Como essa coluna não é sobre cinema, vou retomar o foco.

Um dos pontos mais marcantes nesse filme (e em quase todos os filmes que gosto) é o que torna possível ser absorvido por ele, a trilha sonora. O próprio David Lynch desenvolveu a de “Eraserhead” junto com o sound designer Alan R. Splet, e o resultado é espetacular.

Diversos samplers de Fats Weller tocando orgão são imersos em inúmeras experimentações sonoras que visam criar o clima do “mundo industrial” habitado pelo personagem do filme. A gravação antiga do orgão traz aquela atmosfera particular, que acaba transformando a alegria com que o instrumento é tocado em algo fantasmagórico e nostálgico, como fotos antigas de halloween – essa parece ser a intensão do brilhante James Kirby em projetos como o Caretaker. O caminho tomado pela trilha é o de explicitar ainda mais esse caráter, construindo um mundo de sons pra que tanto o órgão quantos os personagens habitem uma estranha comunhão. A inclusão de falas e diálogos do filme em meio as músicas torna ainda mais rica a viagem perceptiva.

Os samplers de Fats Weller não são uma constante. Eles aparecem em momentos-chave da trilha, às vezes mais ao fundo que outras. Os barulhos e ambiências, todos alcançados de forma rudimentar pelo que li em entrevistas com o Lynch e Splet (essa com splet é bem bacana) são o prato principal, e as timbragens alcançadas não perdem em nada pra sonoridade tirada por grupos e artistas que produzem drone e ambient atualmente. A edição também é um destaque. Splet, em entrevista, afirma que não há sintetizadores ali, só samplers e sons produzidos por eles, processados e editados.

Lynch fala numa entrevista recente ao Pitchfork sobre uma das formas em que ele e Splet desenvolveram pra criar algo próximo a uma unidade de reverb com o que tinham em mãos, pois, na época, não tinham acesso ao equipamento apropriado – Splet conta a mesma história na entrevista citada acima. Eles gravaram um assobio através de um duto de alumínio, e foram regravando o resultado diversas vezes até conseguir o reverb grandioso que precisavam. Outra história interessante na entrevista com Lynch é sobre os sons produzidos com a combinação de uma banheira cheia e um galão de água com um microfone dentro.

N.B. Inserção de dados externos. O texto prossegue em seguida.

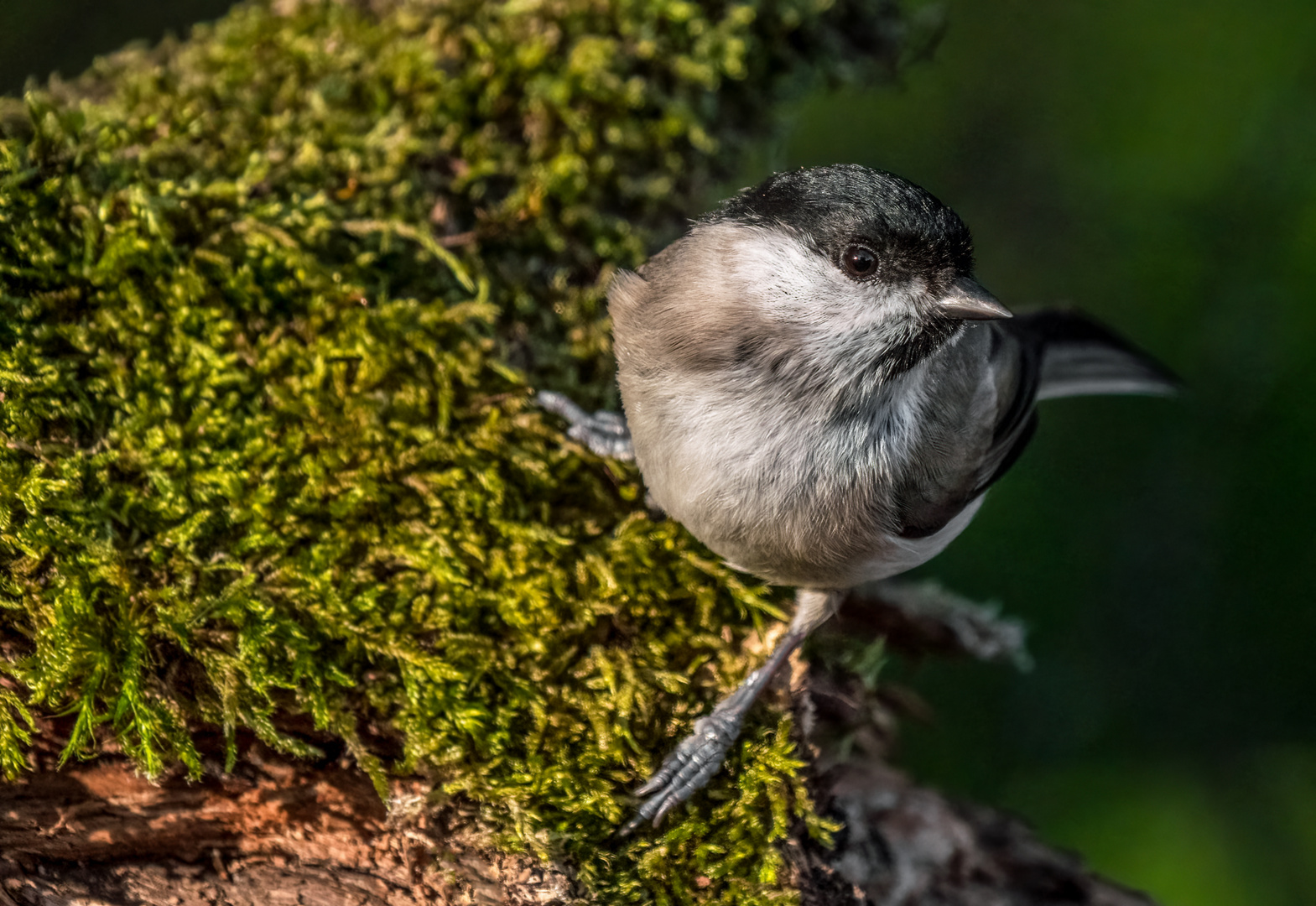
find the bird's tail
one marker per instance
(1080, 358)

A trilha sonora ficou mais conhecida por um momento, que digamos ser uma epifania. O momento cantado na faixa “In Heaven (The Girl Of The Radiator)”, que já ganhou inúmeros coveres de gente como Bauhaus, Devo, Faith No More etc. Na nova edição deluxe, o trecho veio como uma faixa numa versão retirada das fitas originais de gravação num 7″ dedicado à Peter Ivers, cantor e compositor da canção que contém a letra simples e singela de Lynch. O 7″ ainda vem com ums faixa bônus inédita gravada durante as seções de gravação de Ivers para a trilha.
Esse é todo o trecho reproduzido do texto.